Effect of Rock Structure on Seismic Wave Propagation

The extraction of geothermal energy is of great significance for sustainable energy development. The destruction of hard rock masses during geothermal well exploitation generates seismic waves that can compromise wellbore stability and operational sustainability. Seismic waves are known to be affected by rock structures like cracks and interfaces. However, a quantitative understanding of these effects on wave parameters is still lacking. This study addresses this gap by experimentally investigating the effect of crack geometry (angle and width) and rock interfaces on seismic wave propagation. Using a synchronous system for rock loading and seismic wave acquisition, we analyzed wave propagation through carbonate rock samples with pre-defined cracks and interfaces under unconfined, dry laboratory conditions.

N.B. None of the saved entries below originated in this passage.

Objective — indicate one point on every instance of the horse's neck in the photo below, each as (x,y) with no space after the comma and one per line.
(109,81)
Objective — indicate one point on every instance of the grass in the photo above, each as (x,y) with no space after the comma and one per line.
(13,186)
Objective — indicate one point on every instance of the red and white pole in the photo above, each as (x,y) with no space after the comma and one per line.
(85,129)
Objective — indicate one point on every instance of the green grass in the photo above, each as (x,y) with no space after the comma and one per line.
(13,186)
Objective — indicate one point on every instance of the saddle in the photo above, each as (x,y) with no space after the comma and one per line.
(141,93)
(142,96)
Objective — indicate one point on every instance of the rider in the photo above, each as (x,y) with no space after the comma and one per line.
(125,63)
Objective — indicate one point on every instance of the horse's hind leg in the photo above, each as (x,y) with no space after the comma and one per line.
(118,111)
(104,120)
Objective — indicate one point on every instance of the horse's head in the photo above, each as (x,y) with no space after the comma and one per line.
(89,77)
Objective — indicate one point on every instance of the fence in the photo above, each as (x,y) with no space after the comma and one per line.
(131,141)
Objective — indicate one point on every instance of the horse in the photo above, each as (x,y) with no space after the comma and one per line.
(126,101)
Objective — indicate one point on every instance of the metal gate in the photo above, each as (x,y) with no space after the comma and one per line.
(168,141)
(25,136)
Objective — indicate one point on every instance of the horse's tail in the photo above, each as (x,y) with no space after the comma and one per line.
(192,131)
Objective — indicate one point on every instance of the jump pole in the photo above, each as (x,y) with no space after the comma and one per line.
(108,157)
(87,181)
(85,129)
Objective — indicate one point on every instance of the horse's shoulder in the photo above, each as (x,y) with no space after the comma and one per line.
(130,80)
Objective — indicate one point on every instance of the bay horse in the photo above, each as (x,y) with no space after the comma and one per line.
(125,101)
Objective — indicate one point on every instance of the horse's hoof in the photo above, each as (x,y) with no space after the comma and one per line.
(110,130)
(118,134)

Key wave parameters (amplitude, frequency, and energy) were extracted using the fast Fourier transform (FFT) and the Hilbert–Huang transform (HHT). Our primary findings show the following: (1) Increasing the crack angle from 35° to 75° and the width from 1 mm to 3 mm leads to significant attenuation, reducing peak amplitude by up to 94.0% and energy by over 99.8%. (2) A tightly pressed rock interface also causes severe attenuation (94.2% in amplitude and 99.9% in energy) but can increase the main frequency by up to 8.5%, a phenomenon attributed to a “boundary effect”. (3) Seismic wave parameters exhibit significant spatial variations depending on the propagation path relative to the source and rock structures. This study provides a fundamental, quantitative baseline for how rock structures govern seismic wave attenuation and parameter shifts, which is crucial to improving microseismic monitoring and wellbore integrity assessment in geothermal engineering.